2. Hyperkalemia management (K+ 7.6) 5:

   • Calcium for cardiac membrane stabilization
   • Insulin/dextrose for intracellular shift
   • Continue dialysis as needed

3. Hemodynamic support:

   • Vasopressors to maintain perfusion
   • Judicious fluid resuscitation (already causing hemodilution)

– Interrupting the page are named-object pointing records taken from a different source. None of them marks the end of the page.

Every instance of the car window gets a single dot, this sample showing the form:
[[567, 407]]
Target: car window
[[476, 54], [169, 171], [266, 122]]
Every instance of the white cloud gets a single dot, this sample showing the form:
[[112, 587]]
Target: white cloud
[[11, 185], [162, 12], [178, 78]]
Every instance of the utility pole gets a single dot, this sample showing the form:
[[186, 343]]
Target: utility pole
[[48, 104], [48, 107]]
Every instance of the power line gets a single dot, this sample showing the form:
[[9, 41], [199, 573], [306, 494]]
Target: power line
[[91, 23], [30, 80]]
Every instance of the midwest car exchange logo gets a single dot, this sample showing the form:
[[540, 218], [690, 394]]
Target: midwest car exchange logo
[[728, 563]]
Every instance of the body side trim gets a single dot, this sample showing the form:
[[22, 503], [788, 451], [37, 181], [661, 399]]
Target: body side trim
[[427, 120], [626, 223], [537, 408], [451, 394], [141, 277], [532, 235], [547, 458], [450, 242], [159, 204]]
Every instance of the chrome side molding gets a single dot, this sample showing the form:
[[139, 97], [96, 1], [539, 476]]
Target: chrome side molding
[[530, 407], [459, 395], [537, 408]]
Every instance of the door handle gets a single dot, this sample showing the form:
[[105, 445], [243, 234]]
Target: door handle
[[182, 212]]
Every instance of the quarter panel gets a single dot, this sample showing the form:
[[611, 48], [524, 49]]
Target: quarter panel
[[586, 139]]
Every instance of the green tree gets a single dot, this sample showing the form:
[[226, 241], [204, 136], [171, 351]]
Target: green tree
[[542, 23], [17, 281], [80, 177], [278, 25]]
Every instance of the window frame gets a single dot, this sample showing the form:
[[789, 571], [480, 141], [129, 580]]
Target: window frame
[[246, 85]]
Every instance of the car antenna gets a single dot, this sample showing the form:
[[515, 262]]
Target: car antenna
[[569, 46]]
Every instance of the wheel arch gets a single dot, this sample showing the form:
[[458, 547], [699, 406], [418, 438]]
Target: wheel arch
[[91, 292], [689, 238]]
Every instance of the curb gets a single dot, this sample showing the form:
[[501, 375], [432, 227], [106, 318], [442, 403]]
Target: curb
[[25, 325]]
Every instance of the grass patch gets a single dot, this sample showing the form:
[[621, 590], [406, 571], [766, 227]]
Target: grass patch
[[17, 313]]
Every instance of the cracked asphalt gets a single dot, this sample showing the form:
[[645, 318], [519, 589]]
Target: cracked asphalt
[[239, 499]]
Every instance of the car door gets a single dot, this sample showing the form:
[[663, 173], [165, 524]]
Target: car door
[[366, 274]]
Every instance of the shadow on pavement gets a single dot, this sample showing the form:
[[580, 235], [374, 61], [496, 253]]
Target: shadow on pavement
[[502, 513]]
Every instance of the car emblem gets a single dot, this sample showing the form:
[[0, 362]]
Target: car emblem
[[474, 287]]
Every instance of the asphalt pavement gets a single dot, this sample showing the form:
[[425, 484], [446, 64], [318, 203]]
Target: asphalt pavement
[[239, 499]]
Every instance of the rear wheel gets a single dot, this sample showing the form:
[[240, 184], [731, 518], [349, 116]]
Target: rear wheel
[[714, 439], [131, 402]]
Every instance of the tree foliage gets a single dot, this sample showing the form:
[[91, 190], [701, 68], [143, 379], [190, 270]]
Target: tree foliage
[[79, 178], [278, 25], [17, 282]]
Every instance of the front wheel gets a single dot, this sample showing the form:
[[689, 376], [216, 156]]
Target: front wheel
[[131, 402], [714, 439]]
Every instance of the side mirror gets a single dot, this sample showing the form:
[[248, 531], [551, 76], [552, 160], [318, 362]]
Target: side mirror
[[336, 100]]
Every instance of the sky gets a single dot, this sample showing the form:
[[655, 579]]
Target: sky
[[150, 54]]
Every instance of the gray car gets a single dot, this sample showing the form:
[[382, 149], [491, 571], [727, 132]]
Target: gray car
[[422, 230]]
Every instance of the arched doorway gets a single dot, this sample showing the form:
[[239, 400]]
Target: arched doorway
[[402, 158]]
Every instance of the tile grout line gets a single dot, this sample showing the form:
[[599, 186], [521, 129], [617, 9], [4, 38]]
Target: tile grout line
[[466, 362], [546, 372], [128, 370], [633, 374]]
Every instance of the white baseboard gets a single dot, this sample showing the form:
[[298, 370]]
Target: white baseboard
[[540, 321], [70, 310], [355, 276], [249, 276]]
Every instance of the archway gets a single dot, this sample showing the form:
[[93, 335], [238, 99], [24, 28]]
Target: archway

4. Source control achieved: Nephrectomy removed the necrotic tissue source

Common Pitfalls

• Mistaking RVT for ABMR: The key is the temporal sequence—initial function followed by sudden cessation
• Delaying re-exploration: The 2-hour window from output cessation (12:30 AM) to exploration (2:30 AM) was appropriate, but RVT has very poor salvage rates even with immediate intervention 1, 4
• Attributing all complications to immunosuppression: Only 25 mg thymoglobulin was given; this is insufficient to cause primary DIC

Outcome Reality

Renal vein thrombosis requiring nephrectomy has dismal outcomes 1, 4. Only 1 of 3 RVT cases in one series was salvaged, and all developed delayed graft function. Your patient's progression to multi-organ dysfunction (coagulopathy, metabolic acidosis, hyperkalemia, shock) within hours indicates the severity of the systemic insult from the necrotic kidney and subsequent DIC.

The mortality from this combination of RVT, emergency nephrectomy, and overt hemorrhagic DIC is extremely high, as you recognize clinically.